Speaking about the recent results to The Bookseller, Daunt said: “They are not a comfortable set of accounts. It was a pretty difficult place Waterstones was in and it was only the prior year when saving it seemed rather improbable.The year we are looking at, we were making some progress but we still had some way to go.” In the year to end-April 2013 Waterstones cut it losses them from £42.9m to £26m, and Daunt said this trajectory of improved performance had been maintained into its current financial year. “We are approaching our end of year at the moment and the signs are really encouraging. There is a sense of optimism at Waterstones and although we are not at the end of April yet, the company is in a good position and I expect to be making a profit, give or take a couple of shops which might make a loss.”
Daunt said he was aiming for the company to have an ebitda (earnings before interest, taxes, depreciation and amortization) of between £25m and £30m, with Daunt expecting the figure to be £20m in the period up to end-April 2015. “That is an important yardstick for us where I would be expecting to say 'we are in a secure business heading towards the £30m mark' which is what we need to have without having to rely on Mr Mamut,” Daunt said. Russian oligarch Alexander Mamut bought the company from the HMV Group in May 2011 for £53m when it was widely rumoured to be under threat of collapse.

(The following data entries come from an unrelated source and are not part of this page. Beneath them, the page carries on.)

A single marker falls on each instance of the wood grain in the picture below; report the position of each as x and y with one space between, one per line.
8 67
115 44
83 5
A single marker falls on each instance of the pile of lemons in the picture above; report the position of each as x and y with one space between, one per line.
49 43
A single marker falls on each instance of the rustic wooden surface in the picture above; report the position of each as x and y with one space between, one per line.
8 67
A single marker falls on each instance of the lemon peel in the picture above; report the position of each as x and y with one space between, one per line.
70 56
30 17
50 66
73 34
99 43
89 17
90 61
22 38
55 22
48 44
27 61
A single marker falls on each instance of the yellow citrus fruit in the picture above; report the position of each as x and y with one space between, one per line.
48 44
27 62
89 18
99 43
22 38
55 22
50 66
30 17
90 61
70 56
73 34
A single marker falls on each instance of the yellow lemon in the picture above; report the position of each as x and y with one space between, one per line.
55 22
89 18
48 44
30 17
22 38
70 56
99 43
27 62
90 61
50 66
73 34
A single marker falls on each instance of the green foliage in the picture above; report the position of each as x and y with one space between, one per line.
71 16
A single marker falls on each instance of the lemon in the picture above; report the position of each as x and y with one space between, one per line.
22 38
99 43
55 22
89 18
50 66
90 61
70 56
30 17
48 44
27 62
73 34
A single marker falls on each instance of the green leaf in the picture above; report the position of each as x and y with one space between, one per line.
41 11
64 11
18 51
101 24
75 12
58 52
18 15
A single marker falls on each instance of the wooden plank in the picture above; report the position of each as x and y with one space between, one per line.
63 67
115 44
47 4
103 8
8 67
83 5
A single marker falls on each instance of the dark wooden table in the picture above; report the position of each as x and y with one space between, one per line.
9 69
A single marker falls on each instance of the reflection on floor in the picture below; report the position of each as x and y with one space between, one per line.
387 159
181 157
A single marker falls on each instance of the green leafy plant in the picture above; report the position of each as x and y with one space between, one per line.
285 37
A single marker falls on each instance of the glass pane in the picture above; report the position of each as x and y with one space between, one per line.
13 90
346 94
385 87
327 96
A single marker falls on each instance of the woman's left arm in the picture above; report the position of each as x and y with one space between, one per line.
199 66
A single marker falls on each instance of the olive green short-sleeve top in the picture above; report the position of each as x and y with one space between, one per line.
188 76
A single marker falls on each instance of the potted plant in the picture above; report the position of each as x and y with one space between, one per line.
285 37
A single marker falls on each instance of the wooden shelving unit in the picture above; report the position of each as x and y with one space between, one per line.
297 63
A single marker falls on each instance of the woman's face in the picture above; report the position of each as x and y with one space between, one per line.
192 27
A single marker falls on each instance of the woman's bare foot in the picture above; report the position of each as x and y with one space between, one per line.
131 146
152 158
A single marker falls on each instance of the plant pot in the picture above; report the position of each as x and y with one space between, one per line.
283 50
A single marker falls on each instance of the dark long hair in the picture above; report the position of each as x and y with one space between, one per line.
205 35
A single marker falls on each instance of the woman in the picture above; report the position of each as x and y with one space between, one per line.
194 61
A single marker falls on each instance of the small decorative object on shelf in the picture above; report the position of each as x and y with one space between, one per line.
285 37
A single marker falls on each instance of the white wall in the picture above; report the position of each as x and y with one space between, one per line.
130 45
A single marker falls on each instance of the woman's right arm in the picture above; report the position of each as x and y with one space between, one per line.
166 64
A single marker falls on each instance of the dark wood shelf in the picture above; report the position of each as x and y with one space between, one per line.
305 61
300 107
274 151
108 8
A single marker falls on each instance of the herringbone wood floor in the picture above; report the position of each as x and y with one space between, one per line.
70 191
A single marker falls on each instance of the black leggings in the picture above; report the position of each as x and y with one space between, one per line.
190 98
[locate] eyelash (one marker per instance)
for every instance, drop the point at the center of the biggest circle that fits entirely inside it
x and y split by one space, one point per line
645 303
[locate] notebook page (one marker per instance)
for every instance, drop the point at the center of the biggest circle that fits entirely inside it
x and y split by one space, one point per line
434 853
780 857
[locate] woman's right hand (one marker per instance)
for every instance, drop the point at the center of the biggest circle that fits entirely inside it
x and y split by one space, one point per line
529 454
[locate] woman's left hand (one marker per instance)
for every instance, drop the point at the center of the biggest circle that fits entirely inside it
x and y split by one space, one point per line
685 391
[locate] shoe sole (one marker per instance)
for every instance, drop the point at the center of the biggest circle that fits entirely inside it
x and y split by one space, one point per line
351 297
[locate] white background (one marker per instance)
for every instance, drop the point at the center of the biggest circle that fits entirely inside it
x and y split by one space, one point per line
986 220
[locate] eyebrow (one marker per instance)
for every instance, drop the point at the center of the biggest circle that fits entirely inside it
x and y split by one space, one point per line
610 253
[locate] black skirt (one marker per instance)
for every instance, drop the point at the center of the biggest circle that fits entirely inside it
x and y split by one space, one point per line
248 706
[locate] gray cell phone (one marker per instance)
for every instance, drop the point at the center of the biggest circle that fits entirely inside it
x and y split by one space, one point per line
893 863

While sales have been falling at the retailer in the last two sets of accounts, Daunt said revenue was marginally down "if not flat” for the current year, boosted by a strong performance of non-book products, which were up by nearly a third. He revealed sales of kindle devices were “massively down” over Christmas, but would continue to be sold in the shops regardless. “It is important to say through our bookshops to our customers ‘we do not care how you read.’ The devices do not take up huge space in our shops, it is not working as hard as it used to be, but having them there remains important,” Daunt said.
Daunt also said he remained keen to develop its own e-book effort. Waterstones had entered into exclusive talks to buy Tesco’s e-book platform blinkbox Books but they were called off last month when no deal could be reached and the digital platform shut down. Daunt said Waterstones was still keen to sell e-books more effectively and owner Mamut was especially interested in a digital vs bricks and mortar proposition, but suggested there weren’t many other platforms available. “We do not sell e-books in a meaningful, sensible manner. We need to be able to deliver them and I would very much like to,” he said. “On the other hand, the number of platforms are very limited and now there is one less.”
The most recent Waterstones accounts also show staff numbers decreased by 512 from the year to April 2014, and Daunt said those numbers reflected 30% less staff in stores and 60-70% fewer people in head office. The period also takes in a wave of bookshop manager redundancies, when over 200 were let go. Operating exceptional costs totalled £6.9m, including £3.7m on organisational restructuring and £1.8m spent on store closures. During the period the company closed nine shops, resited three shops and two new shops were opened, resulting in a total estate of 276 shops, compared with 283 a year earlier.
“I would like to employ as many booksellers as possible, but we cannot afford it," Daunt said. "I am unapologetic about booksellers being busy, because I think it creates energy and pace and an atmosphere in a bookshop and make for a more interesting job.” However, he conceded “we do not pay them enough." Staff received a 6% bonus for hitting targets last year, and Daunt said the company was in line to hit targets again this year, at which point another bonus would be paid to staff. Daunt added that he had a “young staff” who “work hard” and that currently “morale is higher than it has ever been.”
During the year a new financing deal was agreed with its parent the Mamut owned A&NN Holdings increasing the amount owed to £133m, on which interest is payable. This helped the company generate £53m in cash from its operations, enabling it to pay off a £35m bank loan, and end the year with £21m of cash in the bank.